Frankfurts Stiftungslandschaft wächst weiter

Gelebter Bürgersinn

Frankfurt am Main – Das traditionsreiche Stiftungswesen in Frankfurt stellt sich den Herausforderungen der Zukunft: Beim 4. Frankfurter Stiftungsgespräch geht es am 11. November 2015 um das hochaktuelle Thema „Neue Einwanderung – Aufgaben für Stiftungen und Zivilgesellschaft”. Auch 2015 wächst das Bürgerengagement in der Mainmetropole weiter: Mitte Oktober wurde hier die 580. Stiftung gegründet.

„Groß wurde Frankfurt durch die Kraft der Bürger, die Geist und Gut gemeinem Wohle weihten“ – so beginnt das Vorwort im Goldenen Buch der Stiftungen der Stadt. Mit 77 Stiftungen pro 100.000 Einwohner belegt Frankfurt heute hinter Würzburg und gemeinsam mit Hamburg einen Spitzenplatz unter den deutschen Großstädten. Die Stiftungen am Main verfügen über ein Gesamtvermögen von rund fünf Milliarden Euro und schütten jährlich mehr als 400 Millionen Euro aus. Damit fördern sie vor allem Wissenschaft und Forschung, Erziehung und Bildung, Gesundheit und soziale Zwecke sowie Kunst und Kultur.

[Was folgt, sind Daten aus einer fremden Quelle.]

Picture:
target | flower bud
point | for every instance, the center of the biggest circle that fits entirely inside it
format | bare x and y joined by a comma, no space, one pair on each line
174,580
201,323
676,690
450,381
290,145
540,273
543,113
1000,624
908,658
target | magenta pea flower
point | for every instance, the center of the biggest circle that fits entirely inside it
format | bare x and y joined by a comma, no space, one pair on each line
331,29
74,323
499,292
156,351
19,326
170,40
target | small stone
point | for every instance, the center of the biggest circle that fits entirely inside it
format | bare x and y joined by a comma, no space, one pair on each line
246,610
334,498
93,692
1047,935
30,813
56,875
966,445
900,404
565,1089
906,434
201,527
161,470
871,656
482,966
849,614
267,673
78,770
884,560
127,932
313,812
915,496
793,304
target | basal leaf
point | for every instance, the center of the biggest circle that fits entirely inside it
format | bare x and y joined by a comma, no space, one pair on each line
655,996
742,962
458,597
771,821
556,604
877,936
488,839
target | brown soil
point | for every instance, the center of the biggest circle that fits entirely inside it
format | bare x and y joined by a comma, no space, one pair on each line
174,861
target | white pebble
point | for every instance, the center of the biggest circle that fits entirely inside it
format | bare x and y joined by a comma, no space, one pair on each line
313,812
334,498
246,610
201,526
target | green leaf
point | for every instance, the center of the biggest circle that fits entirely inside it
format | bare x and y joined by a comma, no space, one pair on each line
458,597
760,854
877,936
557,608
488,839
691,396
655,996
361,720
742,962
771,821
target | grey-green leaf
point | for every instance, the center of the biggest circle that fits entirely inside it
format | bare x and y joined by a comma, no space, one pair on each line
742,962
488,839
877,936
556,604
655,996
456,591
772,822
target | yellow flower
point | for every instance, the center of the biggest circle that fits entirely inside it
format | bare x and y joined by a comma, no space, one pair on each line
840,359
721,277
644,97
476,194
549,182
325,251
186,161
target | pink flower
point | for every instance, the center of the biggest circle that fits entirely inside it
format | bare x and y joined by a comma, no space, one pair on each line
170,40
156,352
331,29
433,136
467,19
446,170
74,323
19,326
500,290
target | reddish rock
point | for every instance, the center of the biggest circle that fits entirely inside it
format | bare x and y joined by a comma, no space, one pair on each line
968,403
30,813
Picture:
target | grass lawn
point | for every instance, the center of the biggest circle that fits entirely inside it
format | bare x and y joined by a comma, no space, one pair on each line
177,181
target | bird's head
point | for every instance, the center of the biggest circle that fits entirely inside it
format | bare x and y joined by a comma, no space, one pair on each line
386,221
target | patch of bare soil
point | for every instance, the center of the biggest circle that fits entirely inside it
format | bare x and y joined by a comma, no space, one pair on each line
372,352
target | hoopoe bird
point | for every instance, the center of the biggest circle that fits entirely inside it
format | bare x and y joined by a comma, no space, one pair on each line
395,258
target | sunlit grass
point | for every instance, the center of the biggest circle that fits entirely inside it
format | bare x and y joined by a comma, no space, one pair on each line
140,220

„Die finanziellen Ressourcen, die Stiftungen zum Wohle der Stadtgesellschaft mobilisieren, ermöglichen Vieles, was für die öffentliche Hand allein nicht zu leisten wäre. Mindestens ebenso wichtig sind aber die Ideen, die Lebenserfahrung der Stifter. Es braucht solche Menschen, die ihr Geld für Dinge ausgeben, die dem gemeinen Wohl der gesamten Stadt zuträglich sind. In Frankfurt tragen Stiftungen seit dem Mittelalter zum sozialen Kapital der Stadt bei“, verweist Oberbürgermeister Peter Feldmann auf die Bedeutung einer lebendigen Stiftungslandschaft für das Gemeinwesen.
Gute Vernetzung ermöglicht schnelles Handeln

Dieses vielfältige Stiftungswesen hat in Frankfurt eine besonders lange Tradition. Bereits im 8. Jahrhundert gab es nachweisbar die ersten Gründungen, und die älteste noch bestehende Stiftung, das Hospital zum Heiligen Geist, datiert aus dem Jahr 1208. Zu den bekanntesten Stiftern gehören der Arzt Johann Christian Senckenberg, der 1763 sein gesamtes Vermögen für die Verbesserung der ärztlichen Ausbildung und die Einrichtung eines Bürgerhospitals zur Verfügung stellte, sowie Johann Friedrich Städel: 1815 unterzeichnete der Kaufmann und Bankier sein Testament und stiftete seinen Kunstbesitz als Grundstock einer für jedermann zugänglichen Sammlung. Das Städelsche Kunstinstitut umfasst auch die Städelschule, an der seither Künstler ausgebildet werden.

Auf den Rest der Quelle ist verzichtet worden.